Long-Range Electron Interferences at a Metal Surface Induced by Buried Nanocavities

Apparent $c(2\times 2)$ superstructures within the narrow beams of an interference pattern spreading in the $⟨100⟩$ directions at the surface of Cu(001) are observed by scanning tunneling microscopy. These features are induced by electron scattering from Ar- and Ne-filled subsurface nanocavities. The beams originate from electron anisotropy resulting in focusing of bulk electrons. We developed a model providing a good agreement between simulations and experiments. Particularly, a simple explanation of the angular distribution for the interference pattern and the period in the superstructure is found.

Figure 1

XPS spectra of the Cu sample after implantation of Ar without annealing (1) and annealing at (2) 1000 K, (3) 1050 K, and at (4) 1075 K. The positions of Ar $2p_{1/2}$ and $2p_{3/2}$ maxima of binding energy are marked by the vertical bars. For better visibility the curves 2 and 3 are shifted down by 30 and 60 counts, respectively. The corresponding structure is shown in the inset.

Figure 2

Two couples of differential conductance maps of the same Cu surfaces after implantation of Ar (a),(b), $60\times 60{\mathrm{nm}}^2$, or Ne (c),(d), $15\times 15{\mathrm{nm}}^2$, and annealing at 1050 K. The bias voltages $V_b$ of (a) 400 mV, (b) 600 mV, (c) 500 mV, and (d) 800 mV were applied at the STS scanning with tunnel current 5 nA stabilized by the closed feedback loop.

Figure 3

(a),(b) and (c) STM images of Cu surface above the nanocavities with atomic resolution: (a) typical interference pattern above a single Ar-filled nanocavity, $15\times 15{\mathrm{nm}}^2$, $V_b=46\mathrm{mV}$, $R_t=2\mathrm{M}\Omega$; (b) several Ar-filled nanocavities induce overlapping beams of interference fringes, $18\times 18{\mathrm{nm}}^2$, $V_b=7\mathrm{mV}$, $R_t=0.05\mathrm{M}\Omega$; (c) a $c(2\times 2)$ superstructure within the interference beam near a Ne-filled nanocavity, $12\times 12{\mathrm{nm}}^2$, $V_b=7\mathrm{mV}$, $R_t=0.1\mathrm{M}\Omega$; (d) schematic drawing similar to (c) (scale not corresponding) illustrating the shift of the rows within the superstructure.

Figure 4

Examples of nonequivalent beams of interference: (a) one beam, (b) two aligned beams, (c) two adjacent beams in the left corners.

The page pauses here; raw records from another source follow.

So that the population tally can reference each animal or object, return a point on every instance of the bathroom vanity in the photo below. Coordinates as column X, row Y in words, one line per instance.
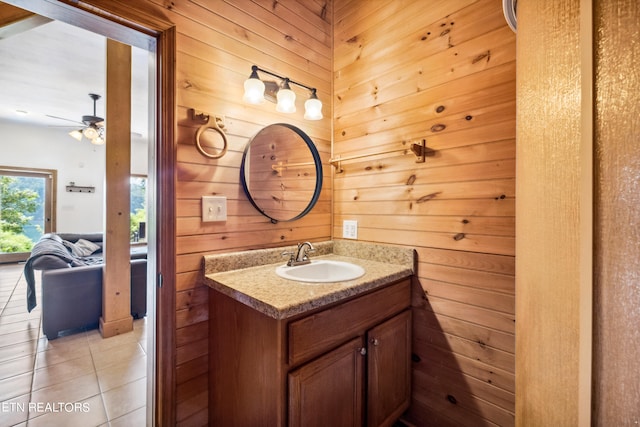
column 288, row 353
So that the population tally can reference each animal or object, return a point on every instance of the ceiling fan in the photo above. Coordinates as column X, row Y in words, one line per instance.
column 93, row 128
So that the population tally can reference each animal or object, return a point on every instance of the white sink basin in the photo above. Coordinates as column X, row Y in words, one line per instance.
column 321, row 271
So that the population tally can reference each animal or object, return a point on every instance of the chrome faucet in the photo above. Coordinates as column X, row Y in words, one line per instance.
column 300, row 257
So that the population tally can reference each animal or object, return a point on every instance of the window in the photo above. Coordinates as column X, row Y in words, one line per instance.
column 26, row 210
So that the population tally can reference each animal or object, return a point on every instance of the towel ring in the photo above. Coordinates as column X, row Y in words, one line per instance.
column 217, row 128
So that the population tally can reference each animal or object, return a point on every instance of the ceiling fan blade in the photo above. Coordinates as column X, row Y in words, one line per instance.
column 62, row 118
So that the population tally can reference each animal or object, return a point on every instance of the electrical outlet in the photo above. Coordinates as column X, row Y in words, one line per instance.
column 350, row 229
column 214, row 208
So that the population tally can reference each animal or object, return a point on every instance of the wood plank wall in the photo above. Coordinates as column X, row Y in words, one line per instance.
column 616, row 377
column 443, row 71
column 217, row 43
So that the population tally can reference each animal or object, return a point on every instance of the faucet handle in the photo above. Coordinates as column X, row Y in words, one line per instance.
column 291, row 255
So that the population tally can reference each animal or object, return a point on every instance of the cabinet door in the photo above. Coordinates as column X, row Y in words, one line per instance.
column 328, row 391
column 389, row 370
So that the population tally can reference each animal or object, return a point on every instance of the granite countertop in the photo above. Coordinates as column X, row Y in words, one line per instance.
column 250, row 278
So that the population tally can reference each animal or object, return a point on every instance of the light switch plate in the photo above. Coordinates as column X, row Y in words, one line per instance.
column 214, row 208
column 350, row 229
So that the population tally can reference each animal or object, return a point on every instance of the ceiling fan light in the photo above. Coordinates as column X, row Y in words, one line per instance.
column 90, row 132
column 76, row 134
column 98, row 140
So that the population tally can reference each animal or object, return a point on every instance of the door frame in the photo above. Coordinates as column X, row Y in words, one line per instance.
column 128, row 25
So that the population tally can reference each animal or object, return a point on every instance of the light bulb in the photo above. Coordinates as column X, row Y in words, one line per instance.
column 90, row 132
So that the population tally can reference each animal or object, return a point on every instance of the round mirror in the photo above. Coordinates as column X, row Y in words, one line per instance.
column 281, row 172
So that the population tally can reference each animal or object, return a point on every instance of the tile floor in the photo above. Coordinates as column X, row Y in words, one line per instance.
column 76, row 380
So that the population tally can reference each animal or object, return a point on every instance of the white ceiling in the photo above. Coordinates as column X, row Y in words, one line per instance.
column 49, row 70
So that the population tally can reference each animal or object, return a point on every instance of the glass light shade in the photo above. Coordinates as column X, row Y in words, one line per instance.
column 90, row 132
column 286, row 101
column 253, row 91
column 98, row 140
column 76, row 134
column 313, row 109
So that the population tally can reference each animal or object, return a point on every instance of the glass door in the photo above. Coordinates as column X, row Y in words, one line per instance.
column 26, row 210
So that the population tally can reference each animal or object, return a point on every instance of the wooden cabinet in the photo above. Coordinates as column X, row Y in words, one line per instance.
column 345, row 365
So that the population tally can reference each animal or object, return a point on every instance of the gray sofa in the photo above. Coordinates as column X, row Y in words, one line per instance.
column 72, row 281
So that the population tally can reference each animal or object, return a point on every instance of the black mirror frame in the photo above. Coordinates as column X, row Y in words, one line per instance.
column 316, row 159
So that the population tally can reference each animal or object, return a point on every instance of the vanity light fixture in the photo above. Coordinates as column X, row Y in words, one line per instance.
column 285, row 98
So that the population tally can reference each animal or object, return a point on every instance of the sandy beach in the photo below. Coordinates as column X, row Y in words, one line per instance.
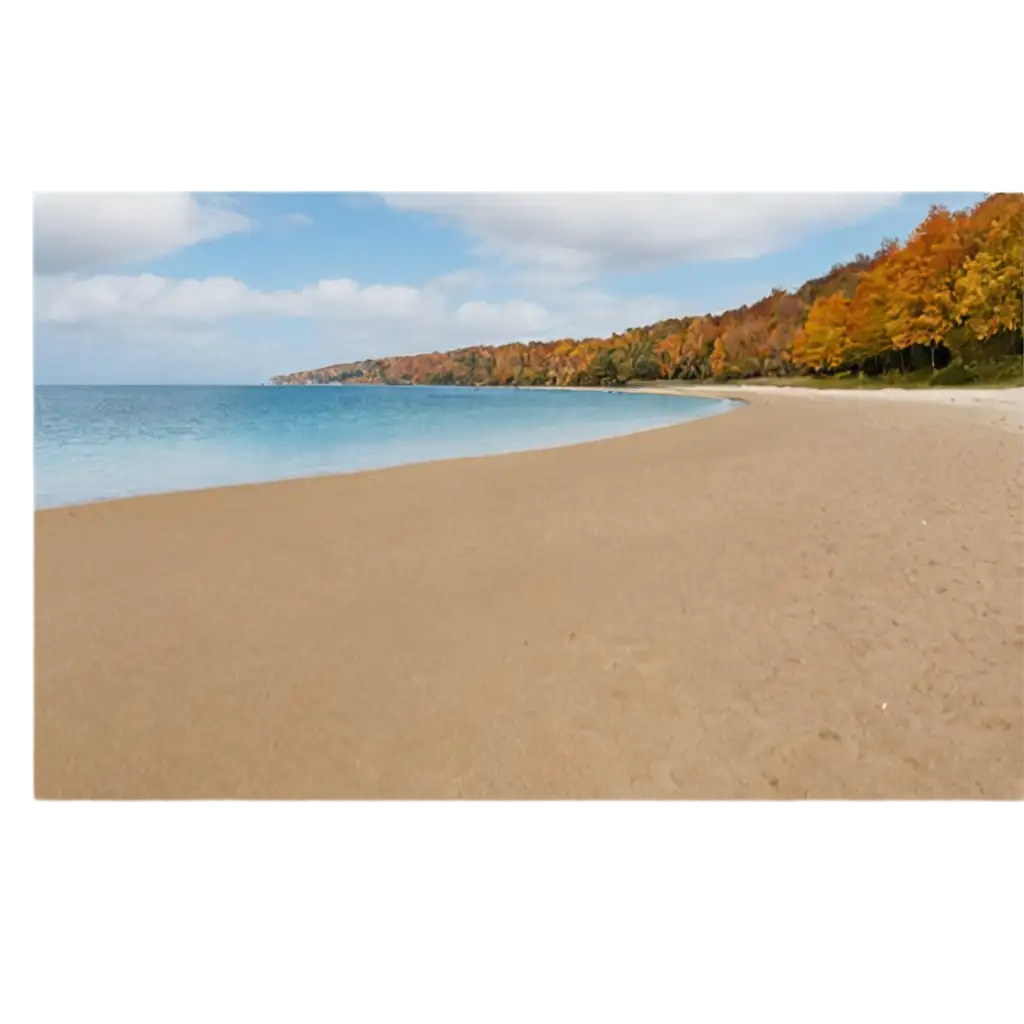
column 819, row 596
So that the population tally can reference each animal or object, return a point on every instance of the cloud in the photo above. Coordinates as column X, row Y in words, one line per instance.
column 193, row 325
column 94, row 227
column 564, row 236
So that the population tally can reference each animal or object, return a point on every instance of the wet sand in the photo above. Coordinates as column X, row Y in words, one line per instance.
column 819, row 597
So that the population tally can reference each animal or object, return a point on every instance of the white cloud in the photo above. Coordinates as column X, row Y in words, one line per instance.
column 568, row 235
column 109, row 323
column 94, row 227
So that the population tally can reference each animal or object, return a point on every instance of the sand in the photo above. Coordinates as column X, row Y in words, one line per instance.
column 818, row 597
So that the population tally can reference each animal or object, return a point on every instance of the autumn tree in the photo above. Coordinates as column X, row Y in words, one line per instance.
column 822, row 342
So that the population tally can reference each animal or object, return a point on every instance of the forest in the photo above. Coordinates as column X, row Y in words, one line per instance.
column 943, row 307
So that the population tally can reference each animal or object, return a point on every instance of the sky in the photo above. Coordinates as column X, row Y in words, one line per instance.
column 187, row 285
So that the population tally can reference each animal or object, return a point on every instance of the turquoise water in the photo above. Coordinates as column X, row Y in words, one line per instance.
column 94, row 443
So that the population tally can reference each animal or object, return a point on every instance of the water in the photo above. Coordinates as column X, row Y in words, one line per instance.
column 94, row 443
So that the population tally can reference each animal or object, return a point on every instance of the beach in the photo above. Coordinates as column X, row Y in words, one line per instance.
column 816, row 597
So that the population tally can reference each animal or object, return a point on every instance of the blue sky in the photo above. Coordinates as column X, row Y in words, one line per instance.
column 179, row 285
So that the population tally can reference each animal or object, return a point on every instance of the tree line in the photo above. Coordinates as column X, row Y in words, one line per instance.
column 946, row 303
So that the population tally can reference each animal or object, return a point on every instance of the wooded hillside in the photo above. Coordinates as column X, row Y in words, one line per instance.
column 949, row 300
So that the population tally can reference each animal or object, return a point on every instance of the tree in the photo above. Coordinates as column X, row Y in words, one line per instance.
column 822, row 342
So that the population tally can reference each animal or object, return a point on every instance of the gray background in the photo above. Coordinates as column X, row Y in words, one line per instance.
column 756, row 96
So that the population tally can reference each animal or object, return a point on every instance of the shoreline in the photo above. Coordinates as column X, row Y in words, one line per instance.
column 811, row 601
column 401, row 465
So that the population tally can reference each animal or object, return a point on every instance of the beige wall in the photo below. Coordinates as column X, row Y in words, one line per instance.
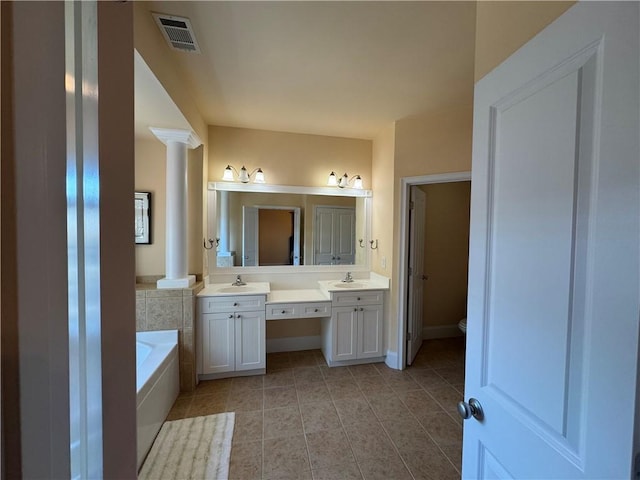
column 503, row 27
column 148, row 41
column 288, row 158
column 151, row 158
column 446, row 252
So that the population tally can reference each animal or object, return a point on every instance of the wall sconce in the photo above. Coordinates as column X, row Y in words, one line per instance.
column 243, row 175
column 344, row 181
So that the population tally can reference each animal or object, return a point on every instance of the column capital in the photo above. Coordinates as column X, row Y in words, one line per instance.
column 166, row 135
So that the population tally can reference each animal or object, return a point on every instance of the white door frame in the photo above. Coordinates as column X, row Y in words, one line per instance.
column 403, row 266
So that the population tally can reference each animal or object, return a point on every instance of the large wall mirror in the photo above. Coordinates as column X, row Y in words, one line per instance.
column 268, row 226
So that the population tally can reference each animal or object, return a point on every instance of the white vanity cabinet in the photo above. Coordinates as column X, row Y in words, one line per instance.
column 354, row 333
column 233, row 334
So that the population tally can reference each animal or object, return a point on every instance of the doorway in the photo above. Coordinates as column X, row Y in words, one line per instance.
column 441, row 318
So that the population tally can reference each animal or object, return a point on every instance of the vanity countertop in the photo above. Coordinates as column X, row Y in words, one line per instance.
column 228, row 289
column 297, row 296
column 330, row 286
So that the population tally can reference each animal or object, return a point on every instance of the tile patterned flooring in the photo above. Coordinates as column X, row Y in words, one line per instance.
column 304, row 420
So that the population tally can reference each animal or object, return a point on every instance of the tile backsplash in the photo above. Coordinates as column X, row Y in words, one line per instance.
column 171, row 309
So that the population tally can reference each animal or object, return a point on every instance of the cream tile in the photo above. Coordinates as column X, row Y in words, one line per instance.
column 442, row 429
column 364, row 370
column 447, row 396
column 245, row 401
column 179, row 409
column 246, row 461
column 343, row 388
column 277, row 397
column 279, row 378
column 385, row 468
column 304, row 375
column 248, row 427
column 333, row 373
column 355, row 411
column 430, row 465
column 164, row 313
column 245, row 384
column 285, row 457
column 141, row 314
column 319, row 416
column 282, row 422
column 313, row 392
column 327, row 448
column 345, row 471
column 370, row 441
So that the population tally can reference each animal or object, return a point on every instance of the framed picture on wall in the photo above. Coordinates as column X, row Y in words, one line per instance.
column 143, row 217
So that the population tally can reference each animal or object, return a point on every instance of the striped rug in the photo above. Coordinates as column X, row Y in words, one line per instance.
column 193, row 448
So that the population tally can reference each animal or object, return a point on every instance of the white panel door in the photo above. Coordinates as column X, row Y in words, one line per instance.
column 415, row 302
column 323, row 237
column 344, row 333
column 250, row 340
column 370, row 331
column 344, row 242
column 552, row 332
column 218, row 345
column 250, row 231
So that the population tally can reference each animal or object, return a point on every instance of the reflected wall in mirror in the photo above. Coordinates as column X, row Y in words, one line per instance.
column 269, row 229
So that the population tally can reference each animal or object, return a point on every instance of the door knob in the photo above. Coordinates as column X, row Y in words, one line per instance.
column 471, row 409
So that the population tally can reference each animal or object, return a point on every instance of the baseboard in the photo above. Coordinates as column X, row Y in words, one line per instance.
column 391, row 360
column 293, row 344
column 441, row 331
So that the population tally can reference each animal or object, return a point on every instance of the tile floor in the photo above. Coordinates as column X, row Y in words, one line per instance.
column 304, row 420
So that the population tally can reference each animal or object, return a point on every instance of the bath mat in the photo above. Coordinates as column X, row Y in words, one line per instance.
column 193, row 448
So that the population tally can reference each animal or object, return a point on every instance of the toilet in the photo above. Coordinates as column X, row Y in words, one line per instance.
column 462, row 325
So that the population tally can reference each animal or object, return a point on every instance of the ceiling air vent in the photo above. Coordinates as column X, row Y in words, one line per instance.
column 177, row 32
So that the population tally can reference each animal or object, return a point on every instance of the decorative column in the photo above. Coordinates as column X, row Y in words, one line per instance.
column 177, row 142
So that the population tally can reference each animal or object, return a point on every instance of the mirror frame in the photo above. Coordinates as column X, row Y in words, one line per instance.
column 214, row 187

In (b) the extra beam on top of the main structure belongs to a neighboring nanocavity located out of the scanned field. In (c) very weak beams are still visible in the right corners. The field of view is $15\times 15{\mathrm{nm}}^2$. Scanning parameters (a) $V_b=-10\mathrm{mV}$, $R_t=0.1\mathrm{M}\Omega$; (b) $V_b=9\mathrm{mV}$, $R_t=0.4\mathrm{M}\Omega$; (c) $V_b=10\mathrm{mV}$, $R_t=0.4\mathrm{M}\Omega$.

Figure 5

(a) Simulated conductance map of Cu(001) above a nanocavity showing the $c(2\times 2)$ structure within the beams induced by the nanocavity buried 5.5 nm below the surface, and with the size of the $\{001\}$ facets of $2.2\times 2.2{\mathrm{nm}}^2$, and the $\{110\}$ facets of $3.3\times 0.7{\mathrm{nm}}^2$; (b) schema of the formation of the interference pattern at the Cu(001) surface (green line) due to the wave concentrated in the $⟨101⟩$ directions; (c) origin of the $c(2\times 2)$ superstructure and the shift of rows. The grid corresponds to the crystalline lattice of Cu while the apparent $c(2\times 2)$ superstructure is shown by spots. The arrows in (a),(c) and guiding lines are to indicate the shifted rows of the superstructure.